The investigating team came to the conclusion that the reported numbers relating to all those items were in doubt.
“The most disturbing finding of the team was a significant problem of pricing, caused by long-term contracts with the parent company. It also found that the hedging pattern was not normal and surmised that this was done deliberately in order to move taxable revenue out of the country,” Mr Sardanis says.
“The winners of the Zambian mining bonanza do not seem to have the slightest appreciation of our generosity but proceed to use every trick in the book to minimise their tax liability to the country.
“We’ve enough examples of tax evasion to conclude that there is plenty of income we can generate by plugging the loopholes in the reporting of the mining industry. And we can do it on our own although we must understand that we shall encounter strong reaction from the companies and vigorous public relations campaign against the exercise.”
Mr Sardanis suggests that in order to silence them and preclude accusations of persecution that will inevitably be made, there is need to engage international consultants to carry out the exercise.
“We could and we should have got more income from the existing mines during the last few years when the market was buoyant… But the long-term solution to our reliance on copper must be the diversification of our economy,” he says.
“The subject comes up regularly and is immediately followed by suggestions to increase the value of our copper exports by converging a proportion into productions such as cable, sheets, etc. It sounds a good idea but we should not rely on it.
“Copper exported in any form other than raw material would encounter heavy transportation cost, and import tariffs.
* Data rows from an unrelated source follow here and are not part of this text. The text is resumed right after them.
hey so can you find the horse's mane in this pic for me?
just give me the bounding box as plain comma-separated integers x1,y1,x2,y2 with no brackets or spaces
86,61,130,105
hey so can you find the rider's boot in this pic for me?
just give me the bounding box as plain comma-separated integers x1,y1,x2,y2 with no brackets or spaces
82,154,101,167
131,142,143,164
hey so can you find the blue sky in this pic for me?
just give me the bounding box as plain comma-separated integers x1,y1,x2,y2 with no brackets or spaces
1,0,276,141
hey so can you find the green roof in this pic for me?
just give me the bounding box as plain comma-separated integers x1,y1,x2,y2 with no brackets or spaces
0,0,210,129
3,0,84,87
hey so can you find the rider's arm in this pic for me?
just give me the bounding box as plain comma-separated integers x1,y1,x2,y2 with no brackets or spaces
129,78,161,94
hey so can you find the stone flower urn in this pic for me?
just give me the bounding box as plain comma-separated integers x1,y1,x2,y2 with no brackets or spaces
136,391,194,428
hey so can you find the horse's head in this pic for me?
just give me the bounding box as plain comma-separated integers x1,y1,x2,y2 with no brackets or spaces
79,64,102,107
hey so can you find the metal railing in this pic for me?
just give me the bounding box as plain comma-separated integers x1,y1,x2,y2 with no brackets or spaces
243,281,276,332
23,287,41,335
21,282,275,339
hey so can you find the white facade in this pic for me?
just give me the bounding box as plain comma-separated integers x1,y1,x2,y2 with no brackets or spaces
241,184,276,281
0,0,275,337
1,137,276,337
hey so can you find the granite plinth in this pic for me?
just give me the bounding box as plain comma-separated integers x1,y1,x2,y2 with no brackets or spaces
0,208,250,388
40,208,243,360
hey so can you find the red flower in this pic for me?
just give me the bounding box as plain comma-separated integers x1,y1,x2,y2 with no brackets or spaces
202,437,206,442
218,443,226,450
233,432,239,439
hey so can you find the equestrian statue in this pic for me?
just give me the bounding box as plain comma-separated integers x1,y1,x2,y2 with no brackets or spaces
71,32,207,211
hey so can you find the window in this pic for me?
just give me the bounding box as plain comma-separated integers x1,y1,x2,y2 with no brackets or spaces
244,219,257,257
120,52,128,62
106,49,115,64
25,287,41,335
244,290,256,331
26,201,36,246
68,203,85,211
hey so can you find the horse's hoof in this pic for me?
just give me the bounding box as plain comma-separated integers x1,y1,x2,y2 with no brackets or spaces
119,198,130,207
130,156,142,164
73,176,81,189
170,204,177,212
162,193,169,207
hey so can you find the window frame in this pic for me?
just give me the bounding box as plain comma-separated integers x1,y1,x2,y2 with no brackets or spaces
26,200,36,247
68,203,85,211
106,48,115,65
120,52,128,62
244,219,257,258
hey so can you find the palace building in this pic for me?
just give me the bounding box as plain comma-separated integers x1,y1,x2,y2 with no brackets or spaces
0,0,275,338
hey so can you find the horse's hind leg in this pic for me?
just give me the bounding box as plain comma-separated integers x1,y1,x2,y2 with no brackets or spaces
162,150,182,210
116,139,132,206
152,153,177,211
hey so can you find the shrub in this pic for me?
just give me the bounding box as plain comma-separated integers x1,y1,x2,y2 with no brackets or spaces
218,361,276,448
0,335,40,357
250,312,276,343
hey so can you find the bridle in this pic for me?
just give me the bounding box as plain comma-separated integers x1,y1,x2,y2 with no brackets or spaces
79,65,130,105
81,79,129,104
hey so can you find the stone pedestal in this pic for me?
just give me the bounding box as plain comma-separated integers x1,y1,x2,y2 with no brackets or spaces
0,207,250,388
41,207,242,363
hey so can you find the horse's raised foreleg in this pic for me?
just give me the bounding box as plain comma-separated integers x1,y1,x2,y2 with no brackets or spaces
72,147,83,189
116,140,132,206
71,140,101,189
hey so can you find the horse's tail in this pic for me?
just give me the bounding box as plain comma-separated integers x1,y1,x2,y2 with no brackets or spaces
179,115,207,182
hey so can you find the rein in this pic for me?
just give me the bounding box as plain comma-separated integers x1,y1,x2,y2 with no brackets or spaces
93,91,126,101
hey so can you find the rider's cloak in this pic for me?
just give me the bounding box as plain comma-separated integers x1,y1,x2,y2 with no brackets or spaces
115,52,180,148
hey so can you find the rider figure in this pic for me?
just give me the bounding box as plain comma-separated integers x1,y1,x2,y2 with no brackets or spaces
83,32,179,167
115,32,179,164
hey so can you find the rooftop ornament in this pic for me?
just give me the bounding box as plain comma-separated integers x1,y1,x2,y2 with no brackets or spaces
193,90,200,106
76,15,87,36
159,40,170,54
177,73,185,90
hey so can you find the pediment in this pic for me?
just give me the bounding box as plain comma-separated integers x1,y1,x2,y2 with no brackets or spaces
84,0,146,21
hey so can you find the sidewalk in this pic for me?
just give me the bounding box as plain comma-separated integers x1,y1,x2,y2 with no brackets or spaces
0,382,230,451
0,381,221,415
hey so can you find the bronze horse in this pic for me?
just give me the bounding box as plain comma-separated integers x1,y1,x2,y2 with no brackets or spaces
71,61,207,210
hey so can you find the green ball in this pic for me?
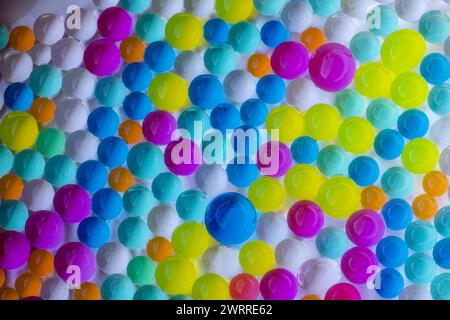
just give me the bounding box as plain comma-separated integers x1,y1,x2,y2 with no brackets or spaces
127,256,157,286
134,285,167,300
136,14,165,43
0,145,14,176
0,200,29,231
94,76,127,107
44,155,77,187
13,149,45,181
123,185,156,217
335,89,365,118
36,128,66,158
29,64,62,98
0,24,8,51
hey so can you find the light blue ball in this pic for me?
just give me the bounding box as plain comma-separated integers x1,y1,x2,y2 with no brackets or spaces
211,103,240,132
204,43,236,76
419,10,450,44
127,142,164,180
176,189,208,222
420,53,450,85
435,206,450,237
405,253,437,284
44,155,77,187
178,108,211,138
203,18,229,44
375,268,404,299
254,0,287,16
366,98,399,129
101,274,135,300
13,149,45,181
433,238,450,269
123,185,156,217
120,0,150,13
405,221,437,253
428,84,450,116
94,77,127,107
0,200,28,231
291,136,319,164
29,64,62,98
0,145,13,176
367,5,398,37
381,199,413,231
381,167,413,198
135,14,165,43
134,285,167,300
350,31,381,63
240,99,268,127
308,0,339,17
0,24,8,50
92,188,123,220
256,75,286,104
376,236,408,268
317,145,349,177
431,273,450,300
335,89,365,118
77,216,110,249
152,172,183,203
76,160,108,193
226,156,259,188
228,21,261,54
118,217,150,249
315,226,349,259
348,156,379,187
And starting up cable factories requires huge capital investments and expertise.
“Such factories exist in abundance in the developed world and China, the major consumers of copper and other primary materials. As a rule, manufacturing takes place where demand is and it is unrealistic to expect cable manufacturers to translocate to Zambia.”
He believes it is more economic and efficient for them to expand or diversify from their existing base rather than start from scratch in a landlocked country some 2,000 miles from major ports and many thousands from the markets.
“Adding value to copper does not diversify the economy of course. We’ve to look to the other sectors for diversification with the full knowledge that we’re likely to create a copper equivalent, and we’re going to generate huge amounts in export earnings,” he says.
“But we can raise the standards of living of our people through increased local production and conserve foreign exchange through import substitution. And the resulting prosperity will attract investment in the manufacture of consumer products that cater for the needs of the local market, as well as that of our nearest neighbours.
“And we can make a start by banning salaula (second-hand clothing), which killed our garment industry that was employing many tens of thousands of workers. But agriculture must remain our priority.”
Of course, salaula is a topic for another day, but the point is that it has not been a win-win situation between Government and the private mining companies.